Confessions of a Crap Artist was one of the few, if maybe the only one, of Phillip K Dick's books that didn't rest in some kind of alternate reality or future reality or some strange sci-fi landscape. It was semi autobiographical, regarding a man who obsessive compulsive as he was with his odd collection of items was obsessive with his sister and her husband even more. This French adaptation maybe wasn't entirely faithful to the source (from what I've heard, anyway, I haven't read the entire book), but it feels through and through like a PKD work, even with its lack of sci-fi platitude. If anything, this is like a Wes Anderson film in some ways. Not simply for the pat base of comparison that it is "quirky", although that is arguable.
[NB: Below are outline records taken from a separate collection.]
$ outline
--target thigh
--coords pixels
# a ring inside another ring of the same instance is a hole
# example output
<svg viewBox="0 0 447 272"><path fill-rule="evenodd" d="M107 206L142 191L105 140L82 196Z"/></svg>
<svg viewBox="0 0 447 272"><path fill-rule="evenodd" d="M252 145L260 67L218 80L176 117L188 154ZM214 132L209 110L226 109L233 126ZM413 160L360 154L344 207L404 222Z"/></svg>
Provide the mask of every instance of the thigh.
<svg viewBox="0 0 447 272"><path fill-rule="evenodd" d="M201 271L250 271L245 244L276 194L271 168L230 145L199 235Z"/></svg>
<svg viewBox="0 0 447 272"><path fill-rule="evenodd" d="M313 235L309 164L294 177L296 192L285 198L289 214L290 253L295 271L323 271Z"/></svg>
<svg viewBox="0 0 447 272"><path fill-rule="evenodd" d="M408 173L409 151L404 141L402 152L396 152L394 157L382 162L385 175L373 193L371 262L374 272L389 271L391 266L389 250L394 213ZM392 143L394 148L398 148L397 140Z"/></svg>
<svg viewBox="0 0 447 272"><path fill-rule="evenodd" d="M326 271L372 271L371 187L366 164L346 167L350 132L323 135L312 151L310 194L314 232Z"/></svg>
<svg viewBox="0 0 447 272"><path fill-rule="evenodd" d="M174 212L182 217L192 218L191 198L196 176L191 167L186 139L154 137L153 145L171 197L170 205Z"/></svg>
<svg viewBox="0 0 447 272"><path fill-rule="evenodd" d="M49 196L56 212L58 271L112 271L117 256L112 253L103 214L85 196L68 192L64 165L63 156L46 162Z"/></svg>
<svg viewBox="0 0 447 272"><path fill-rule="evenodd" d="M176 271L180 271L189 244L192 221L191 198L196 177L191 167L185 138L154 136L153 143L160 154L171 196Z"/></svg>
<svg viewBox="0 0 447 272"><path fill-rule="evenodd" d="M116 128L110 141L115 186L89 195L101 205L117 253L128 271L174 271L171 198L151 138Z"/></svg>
There's a lighthearted, strange sense of comedy to it all, but there is also a dark dramatic side to it, a level of tragedy of the everyday and mundane that transforms even more as Charles watches his sister and her husband's relationship disintegrate little by little through massive health problems, jealousy, infidelity, and a big psychological power struggle.
The acting is all pretty top-notch too for such a low-budget French indie, with Hippolute Girradot as one of the more convincing "off" obsessive compulsives I've seen in any comedy/drama, with a look in his eyes that looks scarily as if he isn't acting. The married couples respectively (Anne Brochet is on the surface just a b****, but as the film goes further there's almost a sadness to her character that she reveals ever so slightly, and Richard Bohringer as the fed-up husband is terrific too) are truthful to the passive-aggressive and just normal tendencies that get mixed up in the downward spiral that is mostly apparent to the pessimistic "world is going to end" Charles, who types everything out on his typewriter as if it's the most important information possible. If it isn't an entirely successful movie it's because, frankly, Jerome Boivin isn't quite an accomplished director enough with his style. He takes a very fanciful manner with many of the typewriting sequences, and to the speed of the first section, which goes by pretty quickly, and also puts in an underwhelming catharsis at the end (it's the re-appearance of Charles that doesn't work, not the emotions that are sort of conveyed).
But there is a good deal that does work about Barjo, making it one of those underrated and under-seen treats that many PKD fans probably don't know about. It's very funny, for example, to see the sci-fi TV movie re-enactments, or just little things in behavior from Giradot, who will repeat an action another character may do, or will suddenly say something randomly to break the tension, and it will click just right. It falters from being great, and it's conceivable someone could do a better adaptation of the source, from what seems most like Dick's work anyhow. Yet it is a good find nonetheless, something to add to the "crap" collection, as a compliment I mean.